Her home, with a wild garden in back, is clearly a delight to Hayes, but it also is a key part of why she can make ends meet on her retirement income, without savings. She owns the house outright, meaning she does not have to worry about rent or mortgage bills. "I've managed fine," Hayes said.

"It's fun being old if you can get around," she said. This is much harder for her now, however, because she has been told that she has terminal lung cancer. Medicare and private insurance have kept her out-of-pocket costs for care within reason, she said.

Hayes, who has outlived two husbands, had two sons and a daughter. Her daughter moved back in with her recently, but Hayes vowed early in her illness to keep as independent as possible.

A doctor called last fall suggesting that she might want to be hospitalized for treatment, but she rejected the idea and would not be dissuaded. "It's my death," she told him firmly. A Story of Women

The story of aging is largely one of women, as they tend to outlive men. Most elderly men are married and living with their wives; most elderly women are widowed.

This is made vividly clear by a visit to nearly any facility for the elderly in the area, where men invariably are at a premium. At the dining room of a continuing care residence in Gaithersburg, a few neatly dressed men find themselves in a sea of women at dinnertime. At a retirement center in Virginia, an older woman trots closely behind a man using a walker, inching slowly to the clinic, and a nurse watching nearby explains: "Mrs. Jordan is trying to get a husband."

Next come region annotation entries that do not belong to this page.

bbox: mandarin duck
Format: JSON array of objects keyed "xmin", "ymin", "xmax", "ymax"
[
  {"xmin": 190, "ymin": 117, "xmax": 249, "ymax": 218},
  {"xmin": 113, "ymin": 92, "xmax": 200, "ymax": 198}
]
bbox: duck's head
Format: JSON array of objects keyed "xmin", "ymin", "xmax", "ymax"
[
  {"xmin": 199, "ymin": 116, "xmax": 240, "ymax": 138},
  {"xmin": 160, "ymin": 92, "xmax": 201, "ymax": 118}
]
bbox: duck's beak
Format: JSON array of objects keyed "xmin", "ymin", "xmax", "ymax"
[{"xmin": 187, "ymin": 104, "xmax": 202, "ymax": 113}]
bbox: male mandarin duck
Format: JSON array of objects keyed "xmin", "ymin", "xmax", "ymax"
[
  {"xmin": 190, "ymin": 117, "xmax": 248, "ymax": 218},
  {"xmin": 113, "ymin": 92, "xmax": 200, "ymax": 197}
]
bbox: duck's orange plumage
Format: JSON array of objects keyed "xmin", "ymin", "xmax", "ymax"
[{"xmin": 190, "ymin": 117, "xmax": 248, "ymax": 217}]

At the Hermitage, a retirement complex in Alexandria, marriage was a late-life venture for Muriel Coe, 72. She met Vance Cline, now 71, at the complex and married for the first time three years ago, after her retirement as a foreign shipping analyst for the U.S. Maritime Commission.

Vance Cline, a man of wry humor, had moved to the Hermitage with his first wife, who died suddenly. He and Muriel Coe started courting and one day quietly went out to be married.

On the register that staff members use to keep track of residents, the two signed out to go to Virginia Beach, Va., and wrote "Honeymoon" -- the only announcement they made. Now they travel a good deal and come back to their hobbies of bird watching, gardening and making wind chimes.

They are are among the youngest at the complex, an apartment building and nursing center near Shirley Highway that offers all levels of support services and care to residents, whose average age is 84. Coe said there is one drawback: "If you're a little younger, they get you for all the committees." "Medicare Row"

Washington's suburbs are graying rapidly, but the highest concentration of elderly in this area remains in the District, where 12 percent of the population is over 65 -- including a generation of civil service workers who came here during World War II.

Upper Connecticut Avenue -- lined with well-preserved buildings from other eras -- has become "Medicare Row," in the words of one older resident.

Elderly District residents can take the bus to any of a number of groups formed for active older people. One is a luncheon club at St. Margaret's Episcopal Church near Dupont Circle, where seniors get companionship over a hot lunch served for $1.

In the group on a recent afternoon was Lucius Thalley, 72, who retired as a GS 4 after working 30 years at the library of the Federal Reserve. A North Carolina native who came to Washington in 1934, he also has worked part time at an apartment building for 52 years and is now a switchboard operator there.

Thalley, a stocky man with a quick smile, said he keeps active despite a heart attack in 1982. He can make do on his civil service pension and Social Security, though he cannot afford to travel. He does regret not having a mate, however.

"Eventually, everyone gets lonely," he said. "I think it's meant for two. That's the only spot missing."